Loss of Consciousness in Not Required.
An ongoing misconception about brain injury is that loss of consciousness is necessary for the brain to be injured. Serious researchers have discounted this theory for decades, and as we enter the next millennium, there is really no room left for debate on this issue. Neuropscyhological Assessment, 3rd, by Murial Lezak, has a comprehensive treatment of this subject beginning at page 178: Noting that the concussion syndrome covers a range of symptoms and severity, Gennarelli, (1986) suggests that there are two broad categories of concussion: mild concussion, without loss of consciousness and characterized by symptoms such as seeing stars, if the injury was focal, and or a short period of confusion and disorientation with or without amnesia for a brief time before and or after the event; and classic concussion, defined by reversible coma, occurring at the instant of trauma, which may be accompanied by cardiovascular and pulmonary function changes and neurologic abnormalities …
When the confusion and disorientation resolve within hours or days, the condition is usually considered a mild head injury (see pp. 182-185) although even seemingly mild injuries can have serious neurobehavioral consequences (Gronwall, 1989a) including seizure like symptoms frequently accompanied by chronic cognitive deficits (Verduyn et. al., 1992).
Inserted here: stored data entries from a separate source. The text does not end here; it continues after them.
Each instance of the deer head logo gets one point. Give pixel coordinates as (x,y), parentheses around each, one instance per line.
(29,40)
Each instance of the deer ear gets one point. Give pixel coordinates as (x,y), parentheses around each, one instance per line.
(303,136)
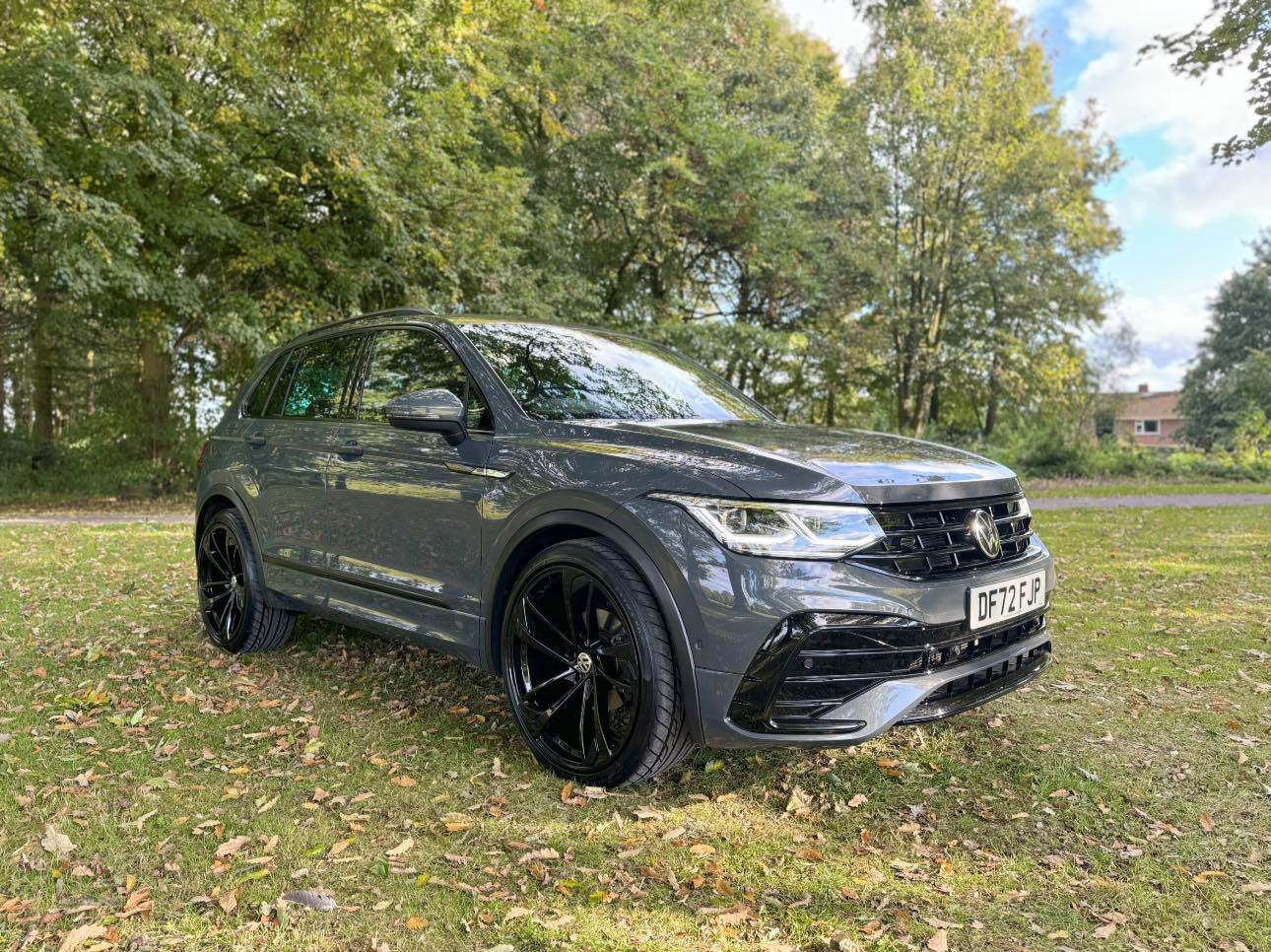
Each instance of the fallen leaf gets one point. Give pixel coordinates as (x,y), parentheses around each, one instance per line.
(56,843)
(307,898)
(539,854)
(80,934)
(402,848)
(232,846)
The neuropsychological sequelae of concussion without loss of consciousness do not differ in severity from those occurring when there is a brief comatose period ( Leininger, Grambling et al, 1990, Nemeth, 1991) (emphasis added) . In recommending that concussion be defined as “an acceleration/deceleration injury to the head” which is typically but not necessarily accompanied by amnesia, Rutherford (1989) has attempted to extend this diagnosis to the many cases of minor head injury in which behavioral sequelae are consistent with this type of damage, but loss of consciousness in questionable.©Oxford, 1995.
Additional authority that a brain injury can occur without a documented loss of consciousness includes the Sport and Concussion Guidelines, promulgated by the American Academy of Neurology in conjunction with the Brain Injury Association; the Definition of Mild Traumatic Brain Injury, from the American Congress of Rehabilitation Medicine, the treatise, Prognosis of Neurological Disorders, and the treatise Silver, Yudofsky and Hales, The Neuropsychiatry of Traumatic Brain Injury and Greenfield’s Neuropathology.